Running at https://ideone.com/y0SxKU

#include <iostream>
using namespace std;
// calculate the vertex of a parabola given three points
// https://stackoverflow.com/q/717762/16582

// @AZDean implementation with given x values

void CalcParabolaVertex(int x1, int y1, int x2, int y2, int x3, int y3, double& xv,  double& yv)
{
    double denom = (x1 - x2) * (x1 - x3) * (x2 - x3);
    double A     = (x3 * (y2 - y1) + x2 * (y1 - y3) + x1 * (y3 - y2)) / denom;
    double B     = (x3*x3 * (y1 - y2) + x2*x2 * (y3 - y1) + x1*x1 * (y2 - y3)) / denom;
    double C     = (x2 * x3 * (x2 - x3) * y1 + x3 * x1 * (x3 - x1) * y2 + x1 * x2 * (x1 - x2) * y3) / denom;

    xv = -B / (2*A);
    yv = C - B*B / (4*A);
}

// @piSHOCK immplementation assuming regular x values ( wrong!!! )

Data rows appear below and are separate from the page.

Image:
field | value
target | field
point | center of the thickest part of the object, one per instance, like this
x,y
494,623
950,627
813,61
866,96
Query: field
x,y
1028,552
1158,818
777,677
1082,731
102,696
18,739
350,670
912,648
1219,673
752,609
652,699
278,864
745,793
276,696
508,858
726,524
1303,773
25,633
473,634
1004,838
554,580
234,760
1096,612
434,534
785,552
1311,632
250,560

void CalcParabolaVertex2( int y1, int y2, int y3, double& xv,  double& yv)
{
double d1 = y1 - y2;
double d2 = y1 - y3;

double a =    -d1 + 0.5 * d2;
double b = 2 * d1 - 0.5 * d2;
double c = -y1;

xv =    -0.5      * b / a;
yv = c - 0.25 * b * b / a;  
}

// corrected immplementation assuming regular x values

void CalcParabolaVertex3( int y1, int y2, int y3, double& xv,  double& yv)
{
double d1 = y1 - y2;
double d2 = y1 - y3;

double a = d1 - 0.5 * d2;
double b = -2 * d1 + 0.5 * d2;
double c = y1;

xv =    -0.5      * b / a;
yv = c - 0.25 * b * b / a;  
}


int main() {
    double xv, yv;
    CalcParabolaVertex( 0, 100, 1, 500, 2, 200, xv, yv );
    cout << xv <<" "<< yv << "\n";
    CalcParabolaVertex2( 100, 500, 200, xv, yv );
    cout << xv <<" "<< yv << "\n";
    CalcParabolaVertex3( 100, 500, 200, xv, yv );
    cout << xv <<" "<< yv << "\n";
    return 0;
}

I have added a couple of unit tests for negative going peaks: running live at https://ideone.com/WGK90S

Answer 6

Thanks David, I converted your pseudocode to the following C# code:

public static void CalcParabolaVertex(int x1, int y1, int x2, int y2, int x3, int y3, out double xv, out double yv)
{
    double denom = (x1 - x2) * (x1 - x3) * (x2 - x3);
    double A     = (x3 * (y2 - y1) + x2 * (y1 - y3) + x1 * (y3 - y2)) / denom;
    double B     = (x3*x3 * (y1 - y2) + x2*x2 * (y3 - y1) + x1*x1 * (y2 - y3)) / denom;
    double C     = (x2 * x3 * (x2 - x3) * y1 + x3 * x1 * (x3 - x1) * y2 + x1 * x2 * (x1 - x2) * y3) / denom;

    xv = -B / (2*A);
    yv = C - B*B / (4*A);
}

This is what I wanted. A simple calculation of the parabola's vertex. I'll handle integer overflow later.